Property Rights Matter When IJ Comes to Town
For more than 30 years, IJ has repeatedly seen how creative government can be at undermining property rights. But “amortization”—where the government bans a safe, preexisting use of property without compensation to the property owner—is particularly pernicious. That’s why IJ has teamed up with two South Carolina entrepreneurs to end this unconstitutional practice in the Palmetto State and beyond.
In 2013, Jeremy Sark opened his automotive repair business, Sark’s Automotive, on North Main Street in Mauldin, South Carolina. Within a year, he opened a U-Haul franchise overseen by his general manager, Marie Dougherty, and he has been renting more and more U-Hauls ever since. But last year the City Council amended Mauldin’s zoning ordinance to close all truck rental businesses inside the zone where Sark’s Automotive is located by the end of 2022.
Losing the U-Haul franchise has real ramifications for Jeremy, Marie, and their employees—the company’s U-Haul revenue was over $50,000 last year and has grown every year, and it gets additional revenue from repairing the vehicles of former U-Haul customers and the U-Haul vehicles themselves. Overall, Jeremy and Marie estimate that losing the U-Haul business will force them to lay off up to two full-time employees.
Ordinarily, safe preexisting uses of property are allowed to continue indefinitely following changes to a zoning code. But under amortization, the government puts a time limit on the preexisting use. The theory is that by allowing property owners a little extra time to continue exercising their rights, the government can avoid making the zoning change a “taking” for which the government would owe “just compensation.” But that theory flies in the face of the IJ-led post-Kelo reforms that states like South Carolina enacted to prevent governments from using property regulations to shut down disfavored businesses.

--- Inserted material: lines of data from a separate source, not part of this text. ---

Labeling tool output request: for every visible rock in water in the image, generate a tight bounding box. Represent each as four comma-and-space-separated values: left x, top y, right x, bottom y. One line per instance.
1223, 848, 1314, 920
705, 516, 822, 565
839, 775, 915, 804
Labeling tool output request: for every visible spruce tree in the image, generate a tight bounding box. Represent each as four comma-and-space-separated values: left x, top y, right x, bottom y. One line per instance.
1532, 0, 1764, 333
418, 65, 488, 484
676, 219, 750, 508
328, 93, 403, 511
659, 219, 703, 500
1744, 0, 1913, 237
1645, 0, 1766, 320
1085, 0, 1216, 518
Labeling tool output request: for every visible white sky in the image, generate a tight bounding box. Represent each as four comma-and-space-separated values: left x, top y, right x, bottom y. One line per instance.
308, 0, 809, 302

Driving the city’s vendetta is its irrational belief that U-Haul businesses are impeding development. A couple years ago, after a decade of failed projects with different developers, the city started working with another developer on a new plan for a multiuse development downtown. Anticipating growth, the city overhauled its zoning ordinance and specifically targeted moving truck rentals for elimination—grandfathering in all other existing businesses that would become nonconforming. The mayor of Mauldin explicitly stated that the ordinance targeting U-Hauls was passed to “clean up” Main Street because “developers and potential investors” said U-Hauls made Main Street look “old.”

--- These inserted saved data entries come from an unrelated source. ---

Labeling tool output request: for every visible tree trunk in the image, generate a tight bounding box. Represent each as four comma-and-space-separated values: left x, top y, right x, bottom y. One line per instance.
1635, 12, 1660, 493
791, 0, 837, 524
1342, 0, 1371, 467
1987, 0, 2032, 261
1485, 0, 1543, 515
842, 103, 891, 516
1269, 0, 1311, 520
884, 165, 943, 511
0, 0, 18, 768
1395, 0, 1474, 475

After Jeremy and Marie’s efforts to talk to city officials failed, IJ filed a lawsuit in state court challenging the ordinance’s constitutionality. And the lawsuit has already gotten results: The City Council has agreed to stay enforcement of the U-Haul ordinance during the litigation and says it is considering repealing the ordinance altogether. Whether or not Jeremy and Marie’s case reaches a swift resolution, you can be sure that IJ will continue to fight to end the abusive practice of amortization wherever it is found. u
Seth Young is an IJ Law & Liberty Fellow.